Dans son rapport de mi-année sur la lutte antipaludéenne, l’Organisation mondiale de la santé (OMS) dresse un bilan contrastée de la situation en Afrique subsaharienne, région qui concentre plus de 90 % des cas mondiaux de paludisme. Si des avancées réelles ont été enregistrées grâce à la vaccination et aux moustiquaires impregnées, plusieurs signaux d’alarme fragilisent ces acquis.

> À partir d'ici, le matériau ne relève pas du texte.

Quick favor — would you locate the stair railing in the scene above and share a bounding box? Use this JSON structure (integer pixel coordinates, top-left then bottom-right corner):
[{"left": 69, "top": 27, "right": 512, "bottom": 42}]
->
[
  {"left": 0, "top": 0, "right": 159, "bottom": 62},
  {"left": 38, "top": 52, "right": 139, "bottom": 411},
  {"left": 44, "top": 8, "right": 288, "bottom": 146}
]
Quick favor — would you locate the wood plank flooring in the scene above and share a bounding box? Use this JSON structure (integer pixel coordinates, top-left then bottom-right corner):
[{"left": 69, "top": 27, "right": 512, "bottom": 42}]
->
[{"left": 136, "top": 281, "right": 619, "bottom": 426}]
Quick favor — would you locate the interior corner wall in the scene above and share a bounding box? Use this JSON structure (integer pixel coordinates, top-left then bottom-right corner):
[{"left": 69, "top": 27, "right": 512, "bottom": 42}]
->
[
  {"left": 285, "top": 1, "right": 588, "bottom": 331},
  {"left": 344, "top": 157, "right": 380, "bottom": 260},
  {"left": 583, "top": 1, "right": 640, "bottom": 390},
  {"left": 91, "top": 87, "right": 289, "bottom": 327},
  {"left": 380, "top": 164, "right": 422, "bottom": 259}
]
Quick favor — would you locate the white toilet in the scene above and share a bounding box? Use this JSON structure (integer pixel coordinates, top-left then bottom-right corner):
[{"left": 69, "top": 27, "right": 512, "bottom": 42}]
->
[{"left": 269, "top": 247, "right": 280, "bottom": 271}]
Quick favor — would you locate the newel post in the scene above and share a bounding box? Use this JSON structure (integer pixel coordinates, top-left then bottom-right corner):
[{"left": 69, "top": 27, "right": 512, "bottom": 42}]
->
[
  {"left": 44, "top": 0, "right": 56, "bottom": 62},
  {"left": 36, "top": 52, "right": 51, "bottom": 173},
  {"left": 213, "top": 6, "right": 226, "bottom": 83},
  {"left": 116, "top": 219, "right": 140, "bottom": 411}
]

Des résistances aux insecticides en progression inquiétante
L’OMS signale une montée des résistances du moustique Anopheles aux insecticides de dernière génération dans plusieurs pays d’Afrique de l’Ouest et centrale. Cette évolution génétique, amplifiée par un usage excessif des insecticides agricoles, réduit l’efficacité des moustiquaires impregnées à longue durée d’action (MILDA), pierre angulaire de la lutte antipaludéenne depuis deux décennies. L’institution onusienne appelle à diversifier les outils de lutte vectorielle et à accélérer le déploiement des moustiquaires de nouvelle génération associant deux principes actifs.
Le vaccin RTS,S progresse mais ne suffit pas
Le déploiement à grande échelle du vaccin antipaludéen RTS,S (commercialisé sous le nom Mosquirix) se poursuit dans dix-sept pays africains. Les résultats montrent une réduction significative des cas graves chez l’enfant, mais le taux de couverture reste insuffisant dans les zones d’accès difficile. Les zones de conflit et d’insécurité, comme l’Extrême-Nord du Cameroun et le Sahel, cumulent une incidence élevée du paludisme et une couverture vaccinale inférieure à 40 %, créant des poches de vulnérabilité persistantes.
Un appel urgent au financement de la santé publique africaine
Le rapport de l’OMS souligne que les financements extérieurs dédiés à la lutte antipaludéenne stagnent depuis 2023, alors que les besoins augmentent. Le Fonds mondial, principal bailleur de la riposte paludisme-tuberculose-VIH sur le continent, appelle à un abondement urgent de ses réserves avant la période de haute transmission correspondant aux mois de juillet à octobre. L’OMS plaide également pour un renforcement de la capacité de production locale de médicaments antipaludéens en Afrique, condition de la souveraineté sanitaire du continent.